The main focus here are the Gannets. They are several colonies. They are considered unusual because they are the only major 'mainland' colony of this species, as the other birds tend to roost on steep cliffs on remote islands. In fact, the NZ department of Conservation considers this to be the largest mainland colony of any Gannet species anywhere on the planet. The area is recorded to have over 20,000 birds spread over four main nesting sites, called "Black Reef", "Whalebone Reef", the "Saddle", and the most accessible, the "Plateau". Recent research suggests that the gannet numbers are increasing by around 2.5% each year. However, it is recorded by local naturalist Henry Hill that the gannets only started breeding here from the 1850's.
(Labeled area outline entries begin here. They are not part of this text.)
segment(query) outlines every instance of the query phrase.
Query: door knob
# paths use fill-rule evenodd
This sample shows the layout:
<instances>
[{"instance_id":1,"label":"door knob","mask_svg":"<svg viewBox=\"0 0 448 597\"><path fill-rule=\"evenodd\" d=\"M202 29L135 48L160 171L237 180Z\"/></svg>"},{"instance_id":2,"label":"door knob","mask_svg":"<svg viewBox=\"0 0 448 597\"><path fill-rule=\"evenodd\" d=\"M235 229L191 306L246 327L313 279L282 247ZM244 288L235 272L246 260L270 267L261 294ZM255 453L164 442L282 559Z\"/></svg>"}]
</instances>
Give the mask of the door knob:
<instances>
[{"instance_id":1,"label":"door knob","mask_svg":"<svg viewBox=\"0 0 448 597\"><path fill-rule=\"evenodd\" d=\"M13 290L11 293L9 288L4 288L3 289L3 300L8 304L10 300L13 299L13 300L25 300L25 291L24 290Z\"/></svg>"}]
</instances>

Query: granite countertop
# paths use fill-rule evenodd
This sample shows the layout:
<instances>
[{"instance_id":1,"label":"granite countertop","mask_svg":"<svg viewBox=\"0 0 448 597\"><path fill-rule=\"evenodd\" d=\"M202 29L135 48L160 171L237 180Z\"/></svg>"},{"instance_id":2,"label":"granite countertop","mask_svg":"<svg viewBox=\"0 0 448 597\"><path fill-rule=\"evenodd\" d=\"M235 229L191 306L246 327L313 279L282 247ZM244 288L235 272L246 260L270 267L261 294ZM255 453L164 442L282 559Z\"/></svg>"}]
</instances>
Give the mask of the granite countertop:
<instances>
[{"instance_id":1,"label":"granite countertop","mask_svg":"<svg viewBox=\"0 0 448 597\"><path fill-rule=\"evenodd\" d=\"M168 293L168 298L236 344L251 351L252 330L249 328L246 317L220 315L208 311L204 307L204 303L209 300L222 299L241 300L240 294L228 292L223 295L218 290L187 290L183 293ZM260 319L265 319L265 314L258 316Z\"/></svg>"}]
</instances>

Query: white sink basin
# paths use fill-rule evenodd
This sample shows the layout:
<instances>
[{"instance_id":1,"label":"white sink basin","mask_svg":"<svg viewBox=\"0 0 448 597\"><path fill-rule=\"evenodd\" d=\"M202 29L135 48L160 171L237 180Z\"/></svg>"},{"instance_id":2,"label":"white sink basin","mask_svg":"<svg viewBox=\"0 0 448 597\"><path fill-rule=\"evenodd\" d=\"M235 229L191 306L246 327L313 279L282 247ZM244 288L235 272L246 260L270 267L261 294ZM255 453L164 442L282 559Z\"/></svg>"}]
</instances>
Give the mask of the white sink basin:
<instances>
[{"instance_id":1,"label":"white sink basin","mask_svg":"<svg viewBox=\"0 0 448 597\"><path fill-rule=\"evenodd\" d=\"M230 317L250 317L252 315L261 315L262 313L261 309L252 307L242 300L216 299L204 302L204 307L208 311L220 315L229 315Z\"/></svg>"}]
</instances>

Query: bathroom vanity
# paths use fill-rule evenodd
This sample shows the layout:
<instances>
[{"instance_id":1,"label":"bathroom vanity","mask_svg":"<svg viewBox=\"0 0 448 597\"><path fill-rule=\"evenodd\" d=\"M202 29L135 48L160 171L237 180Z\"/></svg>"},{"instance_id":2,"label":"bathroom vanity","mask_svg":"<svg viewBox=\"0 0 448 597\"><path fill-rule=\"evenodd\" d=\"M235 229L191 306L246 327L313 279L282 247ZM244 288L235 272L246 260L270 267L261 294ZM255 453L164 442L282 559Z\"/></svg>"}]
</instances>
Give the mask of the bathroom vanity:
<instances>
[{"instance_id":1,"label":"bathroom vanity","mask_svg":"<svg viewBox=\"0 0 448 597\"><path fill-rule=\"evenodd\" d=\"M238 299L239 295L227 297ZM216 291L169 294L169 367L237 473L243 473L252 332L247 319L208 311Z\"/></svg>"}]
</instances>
One of the great things here is that you can get close up and watch and photograph behaviour, such as flying and landing, adults displaying and being romantic...
...as well as the feeding of young...
The gannets can be accessed by walking along the beach at low tide, although the timing has to be right, and it takes many hours (I have not done this). However, most people visit the reserve by tour operators called "Gannet Beach Adventures" (along the coast) and "Gannet Safaris" (the top of the cliffs in the reserve). I have been on the latter every season for the last 8 years. They serve coffee and cakes while up the stinky reserve, so you get to see and taste the birds! (Actually the cakes and are yummy and the coffee is very good.). The tour is on modified 4WD coasters/rosas. The drive from Napier takes an hour and a half at least, but it involves a steep and scenic drive through the reserve, and all the driver/guides I've had have been friendly and knowledgeable (like most NZ guides). I've also heard good things about the beach safaris.